The Underground bunker was another set we did a lot of high tech medical/lab screens for. I this set they wanted to have a realistic looking CT Scan of Abin Sur’s Body. For that, the character was modeled in 3d by Vince Parker. I then took the model and sliced it into many layers to replicate the scanned look and created the following, along with many other screens.
Then During Post Production I designed and animated graphics for VFX to replace. This included the cockpit displays of the F-35 jet and the heads up display to overlays. I would also make changes to some of the monitor graphics based on story or content changes. I would make slap/temp comps for editorial to cut in for approval. Once approved the graphics would be sent to VFX or I would export straight to film for the full frame shots.

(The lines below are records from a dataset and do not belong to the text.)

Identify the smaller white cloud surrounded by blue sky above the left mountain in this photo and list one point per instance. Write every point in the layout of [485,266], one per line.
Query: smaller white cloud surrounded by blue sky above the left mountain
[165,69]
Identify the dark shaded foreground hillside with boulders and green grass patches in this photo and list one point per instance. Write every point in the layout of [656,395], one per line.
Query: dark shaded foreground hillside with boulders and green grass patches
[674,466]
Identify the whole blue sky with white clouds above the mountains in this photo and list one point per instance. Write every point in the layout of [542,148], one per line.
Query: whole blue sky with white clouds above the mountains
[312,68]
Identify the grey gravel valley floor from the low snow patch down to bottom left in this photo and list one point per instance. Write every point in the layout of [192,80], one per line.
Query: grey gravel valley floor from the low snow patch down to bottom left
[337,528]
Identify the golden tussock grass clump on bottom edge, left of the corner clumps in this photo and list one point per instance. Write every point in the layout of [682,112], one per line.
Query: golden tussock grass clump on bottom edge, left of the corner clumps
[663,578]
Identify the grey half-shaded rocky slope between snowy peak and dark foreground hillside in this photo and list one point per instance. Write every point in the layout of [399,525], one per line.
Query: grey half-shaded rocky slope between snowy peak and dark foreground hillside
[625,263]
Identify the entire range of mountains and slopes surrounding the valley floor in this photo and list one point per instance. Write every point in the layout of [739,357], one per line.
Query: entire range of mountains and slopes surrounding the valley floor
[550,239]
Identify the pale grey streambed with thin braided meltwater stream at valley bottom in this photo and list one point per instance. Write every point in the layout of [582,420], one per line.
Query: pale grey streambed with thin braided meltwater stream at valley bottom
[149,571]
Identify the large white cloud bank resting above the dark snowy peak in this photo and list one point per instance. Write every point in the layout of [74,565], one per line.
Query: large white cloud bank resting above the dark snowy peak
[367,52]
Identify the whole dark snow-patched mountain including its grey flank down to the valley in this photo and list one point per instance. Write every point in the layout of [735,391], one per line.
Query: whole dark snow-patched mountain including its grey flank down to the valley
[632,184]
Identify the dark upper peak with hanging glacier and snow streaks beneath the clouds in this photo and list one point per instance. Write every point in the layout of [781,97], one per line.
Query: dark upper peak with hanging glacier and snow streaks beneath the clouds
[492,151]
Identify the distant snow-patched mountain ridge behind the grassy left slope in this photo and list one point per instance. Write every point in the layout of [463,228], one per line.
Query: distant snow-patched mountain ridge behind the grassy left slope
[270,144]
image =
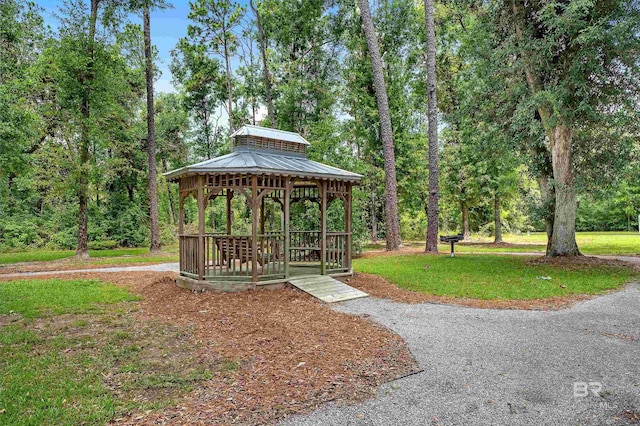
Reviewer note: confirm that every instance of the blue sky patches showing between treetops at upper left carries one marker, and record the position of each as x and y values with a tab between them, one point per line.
167	27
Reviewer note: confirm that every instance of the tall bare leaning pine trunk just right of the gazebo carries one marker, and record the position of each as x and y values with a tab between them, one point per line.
386	134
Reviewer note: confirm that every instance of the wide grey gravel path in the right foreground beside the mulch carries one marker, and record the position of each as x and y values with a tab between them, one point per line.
501	367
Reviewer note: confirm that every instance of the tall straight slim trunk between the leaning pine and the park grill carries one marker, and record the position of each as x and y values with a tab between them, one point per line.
432	106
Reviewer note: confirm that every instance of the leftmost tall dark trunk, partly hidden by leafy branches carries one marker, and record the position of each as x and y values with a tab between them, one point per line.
83	180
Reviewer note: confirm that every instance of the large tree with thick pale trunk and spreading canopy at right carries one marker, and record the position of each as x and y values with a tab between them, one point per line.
577	60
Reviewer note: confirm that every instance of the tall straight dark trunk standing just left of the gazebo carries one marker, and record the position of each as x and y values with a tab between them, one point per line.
155	246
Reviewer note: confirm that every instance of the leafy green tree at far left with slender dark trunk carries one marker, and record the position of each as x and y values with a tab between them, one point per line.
94	94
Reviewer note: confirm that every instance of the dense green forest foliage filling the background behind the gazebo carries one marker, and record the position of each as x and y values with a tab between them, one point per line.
492	136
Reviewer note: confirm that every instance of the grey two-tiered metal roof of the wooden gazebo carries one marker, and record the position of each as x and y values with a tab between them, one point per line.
256	160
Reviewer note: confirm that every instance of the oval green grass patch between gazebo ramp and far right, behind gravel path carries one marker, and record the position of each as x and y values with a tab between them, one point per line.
492	277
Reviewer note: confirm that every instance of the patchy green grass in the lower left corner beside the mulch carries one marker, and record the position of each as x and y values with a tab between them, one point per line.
71	352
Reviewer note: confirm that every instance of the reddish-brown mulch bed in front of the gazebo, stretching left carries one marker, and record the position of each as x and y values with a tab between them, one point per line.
289	353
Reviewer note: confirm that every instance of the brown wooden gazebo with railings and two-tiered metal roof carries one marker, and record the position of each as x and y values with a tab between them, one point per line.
265	166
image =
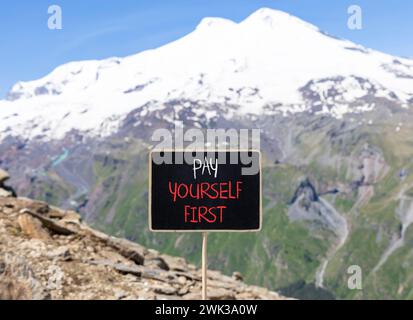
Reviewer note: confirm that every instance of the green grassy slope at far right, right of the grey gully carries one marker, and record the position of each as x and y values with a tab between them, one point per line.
373	226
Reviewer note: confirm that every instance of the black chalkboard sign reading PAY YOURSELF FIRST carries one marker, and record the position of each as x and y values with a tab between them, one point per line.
205	191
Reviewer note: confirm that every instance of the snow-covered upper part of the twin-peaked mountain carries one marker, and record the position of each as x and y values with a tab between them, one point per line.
270	62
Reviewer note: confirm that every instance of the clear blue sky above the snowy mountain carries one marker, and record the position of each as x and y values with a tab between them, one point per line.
95	29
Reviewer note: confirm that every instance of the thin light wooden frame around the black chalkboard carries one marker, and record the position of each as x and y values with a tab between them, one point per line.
257	229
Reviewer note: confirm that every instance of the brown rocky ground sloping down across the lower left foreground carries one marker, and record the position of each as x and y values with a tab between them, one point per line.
49	253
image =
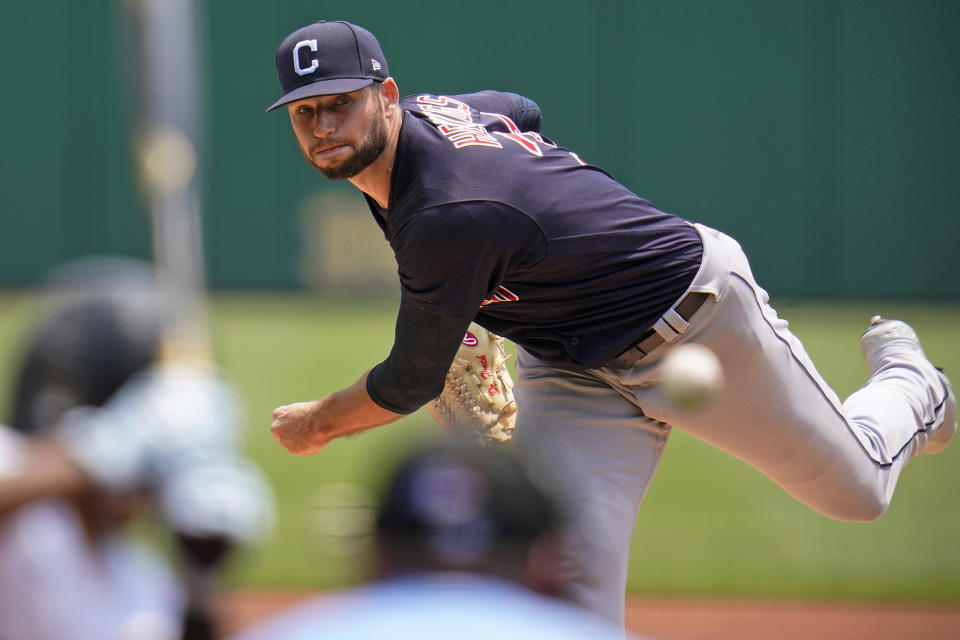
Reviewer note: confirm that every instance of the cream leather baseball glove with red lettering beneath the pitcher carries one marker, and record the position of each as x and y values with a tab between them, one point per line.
477	399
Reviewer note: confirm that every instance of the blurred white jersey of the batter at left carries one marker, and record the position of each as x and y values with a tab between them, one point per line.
54	584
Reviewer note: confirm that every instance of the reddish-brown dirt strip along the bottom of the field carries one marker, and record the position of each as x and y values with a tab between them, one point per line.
679	619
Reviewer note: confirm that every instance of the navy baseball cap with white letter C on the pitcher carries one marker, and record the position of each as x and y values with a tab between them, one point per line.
327	58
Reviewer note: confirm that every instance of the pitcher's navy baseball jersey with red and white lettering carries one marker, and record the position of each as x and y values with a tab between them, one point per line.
492	222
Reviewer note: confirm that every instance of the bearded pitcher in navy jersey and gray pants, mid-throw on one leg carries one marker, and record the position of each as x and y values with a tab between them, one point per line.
494	223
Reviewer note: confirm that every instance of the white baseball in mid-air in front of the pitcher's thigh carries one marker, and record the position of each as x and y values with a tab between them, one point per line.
691	376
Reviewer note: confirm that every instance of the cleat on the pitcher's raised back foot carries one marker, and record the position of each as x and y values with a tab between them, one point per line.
891	335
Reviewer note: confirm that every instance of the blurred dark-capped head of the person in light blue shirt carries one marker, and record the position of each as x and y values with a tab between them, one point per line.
460	507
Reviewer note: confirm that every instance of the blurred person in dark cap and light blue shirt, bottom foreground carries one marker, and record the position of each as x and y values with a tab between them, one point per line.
466	548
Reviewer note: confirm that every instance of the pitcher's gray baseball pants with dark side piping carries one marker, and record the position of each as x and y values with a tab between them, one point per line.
596	437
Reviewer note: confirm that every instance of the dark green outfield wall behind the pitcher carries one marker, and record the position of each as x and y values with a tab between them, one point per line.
824	134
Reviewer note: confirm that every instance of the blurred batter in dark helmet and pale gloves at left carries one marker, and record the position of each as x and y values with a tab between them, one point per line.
100	429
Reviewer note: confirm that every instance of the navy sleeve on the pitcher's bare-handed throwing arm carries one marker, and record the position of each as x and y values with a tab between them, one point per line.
450	259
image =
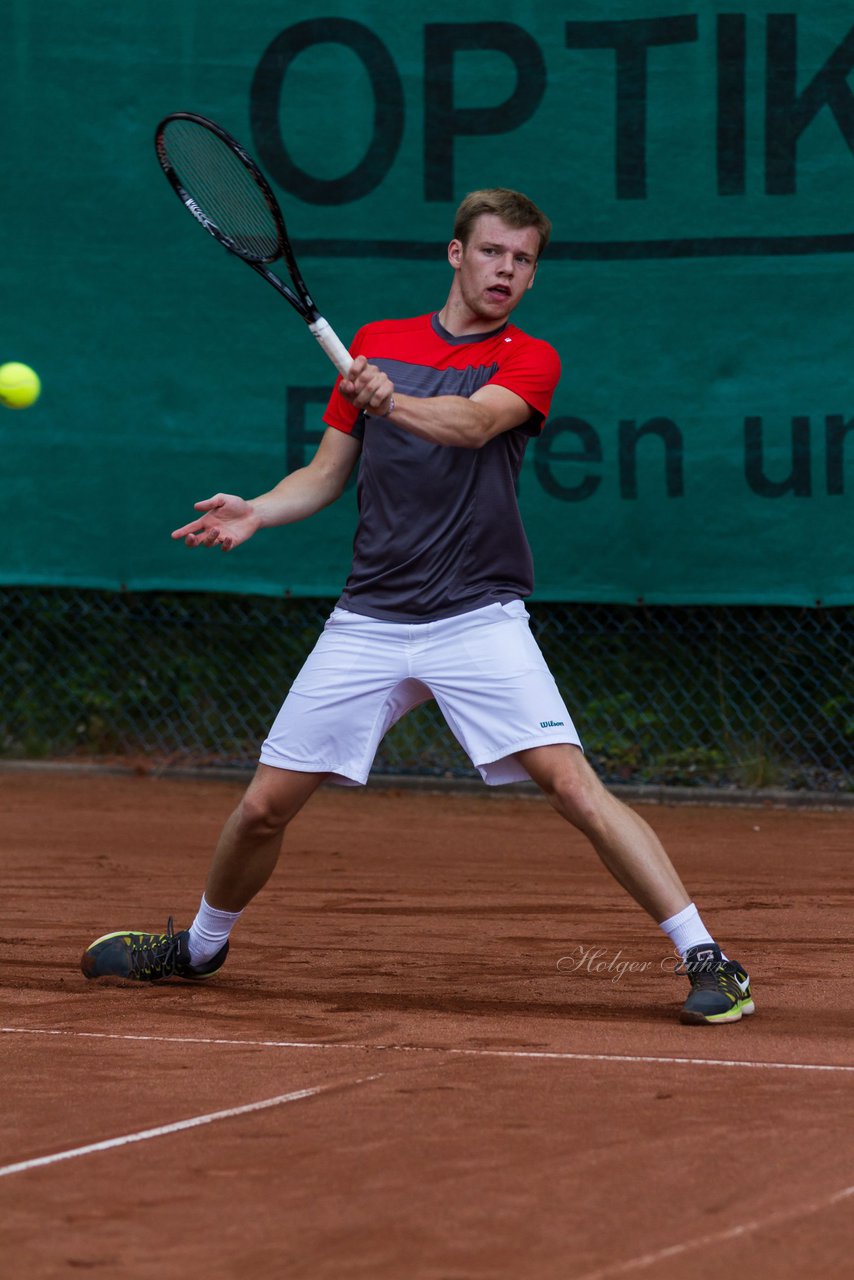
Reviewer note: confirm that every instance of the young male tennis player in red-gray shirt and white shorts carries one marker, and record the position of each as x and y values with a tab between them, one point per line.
439	410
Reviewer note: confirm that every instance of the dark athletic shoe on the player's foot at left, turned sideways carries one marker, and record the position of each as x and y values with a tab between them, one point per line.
147	957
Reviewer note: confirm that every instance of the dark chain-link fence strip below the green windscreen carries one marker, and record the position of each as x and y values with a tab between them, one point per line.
716	697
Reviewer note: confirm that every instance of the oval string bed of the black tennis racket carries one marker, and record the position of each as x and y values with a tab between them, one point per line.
223	189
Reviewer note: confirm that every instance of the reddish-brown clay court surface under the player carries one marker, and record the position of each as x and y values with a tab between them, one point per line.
424	1058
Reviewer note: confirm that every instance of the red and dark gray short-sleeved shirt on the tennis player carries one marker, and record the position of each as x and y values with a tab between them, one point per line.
440	531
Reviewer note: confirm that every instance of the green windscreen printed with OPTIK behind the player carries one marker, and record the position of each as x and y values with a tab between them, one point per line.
698	171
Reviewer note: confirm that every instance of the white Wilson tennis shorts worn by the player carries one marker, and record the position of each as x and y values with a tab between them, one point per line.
485	670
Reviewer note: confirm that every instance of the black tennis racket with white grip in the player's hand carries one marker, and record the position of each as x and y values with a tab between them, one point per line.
229	195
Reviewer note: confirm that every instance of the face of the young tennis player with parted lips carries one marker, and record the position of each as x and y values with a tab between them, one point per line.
495	268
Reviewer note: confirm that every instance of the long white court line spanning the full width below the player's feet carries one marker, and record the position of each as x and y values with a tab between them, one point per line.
437	1049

CHUCK is an American action-comedy/spy-drama television series created by Josh Schwartz and Chris Fedak. It began with season one in 2007 and ended with season five in 2012. I started working on CHUCK after the pilot, then worked on almost every episode (90) after that. I met with Josh and Chris to discuss what they had envisioned for all the tech and interactive graphics for the show. I came up with some concepts and worked with a designer Geoff Mandell and we came up with the DNI interface. This was the interface/system that the secret government facilities would be using throughout the show until we got to season 5. Thats when Chuck bought out the buymore and started his own operation. So the Castle set was completely revamped. I designed and animated the new Charmichael Industries Systems and interface. Some of the graphics were built to be interactive, so that the actor or on set playback person could trigger and control them.
There were a lot of gadgets/props involved in chuck as well. Sometimes I would design elements or animations for the Props department to go on/into a prop. That also included all the phones and hand held devices with screens. Sometimes I would make the elements to be replaced later in post. I developed interactive phone apps that would allow the actors to use the phone like a real/custom phone during filming.
In Post Production I designed and animated graphics for VFX to replace. Sometimes it was a monitor or display that needed to be added. Other times it was a Holographic HUD “Heads Up Display” or even designing Chuck’s Ability flash effect. I would also make changes to some of the monitor graphics based on story or content changes. I would make slap/temp comps for editorial to cut in for approval. Once approved the graphics would be sent to VFX or I would export straight to film for the full frame shots.
I started working on Tropic Tunder during Production. I met with the Production Designer Jeff Mann to talk about the Video Playback Graphics needed for Les Grossman’s “Tom Cruise” Office. In this scene Speedman “Ben Stiller” has been kidnapped and they have tracking software and GPS data running trying to find him. The people that kidknapped him called asking for money to release speedman or else. They are using their voice and cell phones to trace the location of the call. The rest of the playback is automated document scanners that are finding legal documents regarding speedmans contract and deleting/changing them.